Der SC Paderborn und der dritte Anlauf
15.08.2026
Sind aller guten Dinge wirklich drei? Auf diese Frage wird es für den SC Paderborn in der kommenden Saison eine Antwort geben. Zum dritten Mal sind die Ostwestfalen in die Fußball-Bundesliga aufgestiegen. Nachdem sowohl 2014/15 als auch 2019/20 die Reise nach nur einer Saison wieder zu Ende gegangen ist, soll nun erstmals der Klassenerhalt im Fußball-Oberhaus gelingen. Bevor die Saison mit dem DFB-Pokal in Lübeck und eine Woche später in der Bundesliga in Mainz startet, testet der SCP am Sonntag (12 und 14.30 Uhr, FC-Liveticker) unter Ausschluss der Öffentlichkeit doppelt gegen den 1. FC Köln.
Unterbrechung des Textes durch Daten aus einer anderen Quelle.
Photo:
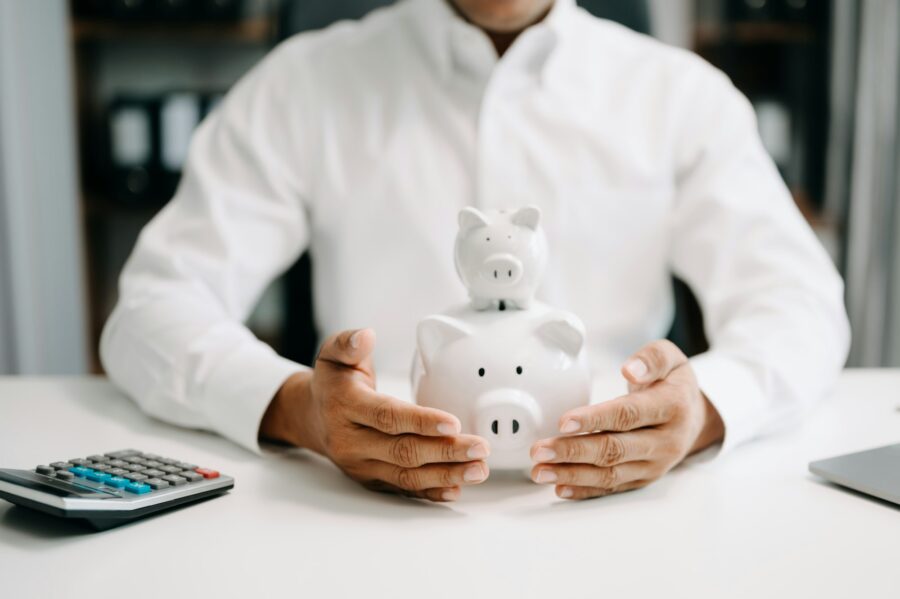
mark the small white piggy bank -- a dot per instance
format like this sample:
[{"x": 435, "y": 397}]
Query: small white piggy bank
[
  {"x": 508, "y": 376},
  {"x": 500, "y": 256}
]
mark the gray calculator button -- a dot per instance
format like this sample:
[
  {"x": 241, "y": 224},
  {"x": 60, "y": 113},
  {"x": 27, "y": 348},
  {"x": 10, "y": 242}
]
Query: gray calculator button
[{"x": 118, "y": 455}]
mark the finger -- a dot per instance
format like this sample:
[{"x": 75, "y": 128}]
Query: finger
[
  {"x": 411, "y": 451},
  {"x": 392, "y": 416},
  {"x": 583, "y": 475},
  {"x": 430, "y": 476},
  {"x": 635, "y": 410},
  {"x": 653, "y": 362},
  {"x": 436, "y": 494},
  {"x": 352, "y": 349},
  {"x": 601, "y": 449},
  {"x": 573, "y": 492}
]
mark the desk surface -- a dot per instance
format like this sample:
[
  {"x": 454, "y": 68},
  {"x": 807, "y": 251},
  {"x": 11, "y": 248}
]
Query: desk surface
[{"x": 750, "y": 524}]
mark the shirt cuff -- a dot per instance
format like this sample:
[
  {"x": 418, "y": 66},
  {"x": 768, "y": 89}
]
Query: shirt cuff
[
  {"x": 734, "y": 390},
  {"x": 240, "y": 389}
]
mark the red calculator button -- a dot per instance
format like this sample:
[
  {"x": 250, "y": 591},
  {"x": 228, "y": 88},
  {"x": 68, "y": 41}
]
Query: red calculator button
[{"x": 207, "y": 473}]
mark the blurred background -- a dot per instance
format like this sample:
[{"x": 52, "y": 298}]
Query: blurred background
[{"x": 98, "y": 99}]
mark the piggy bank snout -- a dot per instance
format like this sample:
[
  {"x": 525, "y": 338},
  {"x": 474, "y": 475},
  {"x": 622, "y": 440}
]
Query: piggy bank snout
[
  {"x": 502, "y": 269},
  {"x": 507, "y": 418}
]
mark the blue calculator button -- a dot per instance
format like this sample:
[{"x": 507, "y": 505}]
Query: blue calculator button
[
  {"x": 116, "y": 481},
  {"x": 137, "y": 488},
  {"x": 98, "y": 477}
]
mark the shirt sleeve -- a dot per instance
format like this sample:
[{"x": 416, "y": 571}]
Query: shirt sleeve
[
  {"x": 772, "y": 299},
  {"x": 175, "y": 341}
]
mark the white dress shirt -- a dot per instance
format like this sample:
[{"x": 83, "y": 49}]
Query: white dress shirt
[{"x": 362, "y": 142}]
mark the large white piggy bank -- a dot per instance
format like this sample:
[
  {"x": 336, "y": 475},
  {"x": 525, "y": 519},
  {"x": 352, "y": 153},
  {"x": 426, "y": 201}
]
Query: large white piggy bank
[
  {"x": 508, "y": 376},
  {"x": 500, "y": 256}
]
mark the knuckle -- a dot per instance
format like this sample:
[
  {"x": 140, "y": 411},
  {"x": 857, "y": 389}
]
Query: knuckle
[
  {"x": 404, "y": 451},
  {"x": 611, "y": 451},
  {"x": 626, "y": 416},
  {"x": 407, "y": 479},
  {"x": 384, "y": 415}
]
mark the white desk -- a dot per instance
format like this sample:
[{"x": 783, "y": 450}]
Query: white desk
[{"x": 752, "y": 524}]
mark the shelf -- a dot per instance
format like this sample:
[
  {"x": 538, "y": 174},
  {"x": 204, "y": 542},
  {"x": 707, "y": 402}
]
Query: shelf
[
  {"x": 259, "y": 30},
  {"x": 750, "y": 32}
]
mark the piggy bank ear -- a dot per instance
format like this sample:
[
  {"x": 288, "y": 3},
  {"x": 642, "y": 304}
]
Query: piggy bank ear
[
  {"x": 435, "y": 333},
  {"x": 529, "y": 216},
  {"x": 563, "y": 331},
  {"x": 470, "y": 218}
]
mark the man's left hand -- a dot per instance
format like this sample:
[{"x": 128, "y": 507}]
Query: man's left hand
[{"x": 632, "y": 440}]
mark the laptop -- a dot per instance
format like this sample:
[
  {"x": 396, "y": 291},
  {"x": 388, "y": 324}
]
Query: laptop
[{"x": 875, "y": 472}]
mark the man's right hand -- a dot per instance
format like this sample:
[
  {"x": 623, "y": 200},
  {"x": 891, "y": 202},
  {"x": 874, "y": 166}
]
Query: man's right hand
[{"x": 382, "y": 442}]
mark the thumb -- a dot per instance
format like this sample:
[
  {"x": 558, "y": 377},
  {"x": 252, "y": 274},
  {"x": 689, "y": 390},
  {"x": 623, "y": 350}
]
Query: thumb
[{"x": 352, "y": 349}]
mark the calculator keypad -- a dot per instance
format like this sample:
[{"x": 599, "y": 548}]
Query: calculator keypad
[{"x": 128, "y": 470}]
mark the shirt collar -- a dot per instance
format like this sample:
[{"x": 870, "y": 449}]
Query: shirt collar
[{"x": 455, "y": 46}]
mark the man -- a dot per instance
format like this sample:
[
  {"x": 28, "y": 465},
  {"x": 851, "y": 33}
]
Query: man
[{"x": 364, "y": 140}]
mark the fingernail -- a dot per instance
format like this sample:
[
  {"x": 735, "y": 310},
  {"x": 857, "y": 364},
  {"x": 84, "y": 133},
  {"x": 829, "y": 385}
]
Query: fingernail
[
  {"x": 569, "y": 426},
  {"x": 354, "y": 339},
  {"x": 446, "y": 428},
  {"x": 474, "y": 474},
  {"x": 477, "y": 452},
  {"x": 545, "y": 476},
  {"x": 637, "y": 368},
  {"x": 544, "y": 454}
]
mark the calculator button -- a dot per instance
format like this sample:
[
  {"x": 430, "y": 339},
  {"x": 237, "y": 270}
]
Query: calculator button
[
  {"x": 137, "y": 488},
  {"x": 97, "y": 477},
  {"x": 190, "y": 475},
  {"x": 156, "y": 483},
  {"x": 124, "y": 453}
]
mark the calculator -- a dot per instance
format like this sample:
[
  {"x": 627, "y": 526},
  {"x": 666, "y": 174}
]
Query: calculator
[{"x": 113, "y": 488}]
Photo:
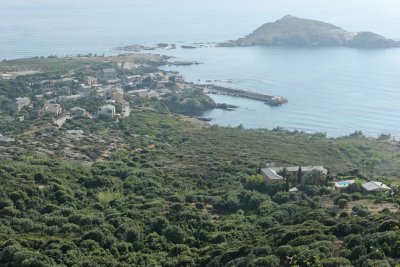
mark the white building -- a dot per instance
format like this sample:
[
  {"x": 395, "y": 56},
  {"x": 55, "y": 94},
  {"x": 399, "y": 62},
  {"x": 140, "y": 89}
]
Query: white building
[
  {"x": 77, "y": 112},
  {"x": 90, "y": 80},
  {"x": 179, "y": 79},
  {"x": 21, "y": 102},
  {"x": 108, "y": 74},
  {"x": 118, "y": 96},
  {"x": 107, "y": 111},
  {"x": 50, "y": 109}
]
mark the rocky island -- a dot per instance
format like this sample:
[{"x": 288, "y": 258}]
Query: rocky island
[{"x": 293, "y": 31}]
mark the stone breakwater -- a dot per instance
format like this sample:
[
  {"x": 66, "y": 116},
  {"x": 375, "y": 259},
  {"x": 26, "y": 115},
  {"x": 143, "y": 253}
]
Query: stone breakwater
[{"x": 268, "y": 99}]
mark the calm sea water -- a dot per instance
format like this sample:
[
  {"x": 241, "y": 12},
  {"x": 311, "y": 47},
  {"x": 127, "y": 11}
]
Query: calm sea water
[{"x": 332, "y": 90}]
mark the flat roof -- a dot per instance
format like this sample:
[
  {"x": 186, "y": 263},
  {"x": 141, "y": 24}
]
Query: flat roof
[{"x": 271, "y": 174}]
Die vergangene Saison wurde für die Paderborner um Ex-FC-Stürmer Steffen Tigges zum Märchen. Mit dem neuen Trainer Ralf Kettemann und einem Kader-Umbruch in die Saison gestartet, stand am Ende überraschend Platz drei. In der Relegation setzte man sich gegen den VfL Wolfsburg durch.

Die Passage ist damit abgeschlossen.